The Physics Behind Tablecloth Trickery: Newton & Inertia

[AfRoMaNn]

What exactly happens when a tablecloth is pulled out from underneath a table setting, and everything on the table stays put? Newtons laws certainly applies to it but maybe inertia as well?

 

[Dr Lots-o'watts]

Newton's first law and inertia are practically the same. Perhaps worded differently sometimes, but it all refers to the same "phenomena".

You also need a low coefficient of friction between glassware and table cloth, high speed, and preferably low centers of mass for each piece.

 

[vlado_skopsko]

Yes. And the coefficient of friction (The force of friction) does not depend on speed (it is an empirical equation, so it may depend a little), so faster you pull the tablecloth, less time force acts on the glasses and stuff.

 

[dreit]

Yes, my previous physics teacher performed this as a demonstration in class once, and looking back at it now it makes much more sense

 

[PJC01]

I can explain the physics behind the tablecloth trickery using Newton's laws and the concept of inertia. When a tablecloth is pulled out from underneath a table setting, the objects on the table appear to stay in place due to the first law of motion, also known as the law of inertia.

According to Newton's first law, an object at rest will remain at rest and an object in motion will continue to move in a straight line at a constant speed unless acted upon by an external force. In this case, the objects on the table have inertia, which is the tendency of an object to resist changes in its state of motion. Therefore, when the tablecloth is pulled out quickly and smoothly, the objects on the table will continue to move at the same speed and in the same direction as they were before the tablecloth was pulled.

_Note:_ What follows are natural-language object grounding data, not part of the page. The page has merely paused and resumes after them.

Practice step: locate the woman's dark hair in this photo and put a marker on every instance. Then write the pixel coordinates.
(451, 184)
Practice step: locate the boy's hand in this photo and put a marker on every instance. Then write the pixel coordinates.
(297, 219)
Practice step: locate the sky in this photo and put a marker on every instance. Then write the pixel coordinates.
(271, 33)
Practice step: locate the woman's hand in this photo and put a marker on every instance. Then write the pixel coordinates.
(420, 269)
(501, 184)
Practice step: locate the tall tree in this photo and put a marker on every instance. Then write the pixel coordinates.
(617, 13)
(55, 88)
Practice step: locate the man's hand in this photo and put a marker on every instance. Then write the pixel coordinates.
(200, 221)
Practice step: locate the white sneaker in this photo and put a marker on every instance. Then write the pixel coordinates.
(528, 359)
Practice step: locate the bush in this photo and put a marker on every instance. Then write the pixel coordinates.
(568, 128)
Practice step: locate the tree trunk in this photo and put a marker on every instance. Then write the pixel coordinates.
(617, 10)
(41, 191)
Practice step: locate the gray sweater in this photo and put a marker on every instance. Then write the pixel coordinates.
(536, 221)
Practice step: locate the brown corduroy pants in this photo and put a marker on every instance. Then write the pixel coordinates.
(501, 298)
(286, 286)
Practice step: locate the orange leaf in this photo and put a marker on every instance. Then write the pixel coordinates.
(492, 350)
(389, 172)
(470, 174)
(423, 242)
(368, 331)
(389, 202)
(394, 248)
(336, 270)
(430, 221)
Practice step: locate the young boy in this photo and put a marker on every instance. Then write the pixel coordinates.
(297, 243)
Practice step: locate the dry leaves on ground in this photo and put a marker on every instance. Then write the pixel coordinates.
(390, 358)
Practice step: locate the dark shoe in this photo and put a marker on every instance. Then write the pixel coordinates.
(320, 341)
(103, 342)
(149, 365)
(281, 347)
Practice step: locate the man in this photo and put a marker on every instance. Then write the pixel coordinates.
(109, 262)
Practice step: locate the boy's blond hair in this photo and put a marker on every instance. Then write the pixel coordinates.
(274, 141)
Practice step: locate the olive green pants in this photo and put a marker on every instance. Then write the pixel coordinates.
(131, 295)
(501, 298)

Moreover, the objects on the table also have a large mass compared to the tablecloth, which means they have a greater resistance to changes in their motion. This is why they do not move along with the tablecloth when it is pulled out.

Additionally, the friction between the tablecloth and the objects on the table also plays a crucial role in keeping them in place. The coefficient of friction, which is a measure of how easily the tablecloth can slide over the surface of the table, determines the force needed to move the objects. If the coefficient of friction is high, it will require more force to move the objects, making it harder to pull the tablecloth out without disturbing them.

In conclusion, the tablecloth trickery can be explained by the laws of motion and the concept of inertia. The objects on the table have a tendency to resist changes in their motion, and the friction between the tablecloth and the objects helps to keep them in place. This impressive trick is a perfect example of how we can observe and understand the laws of physics in everyday life.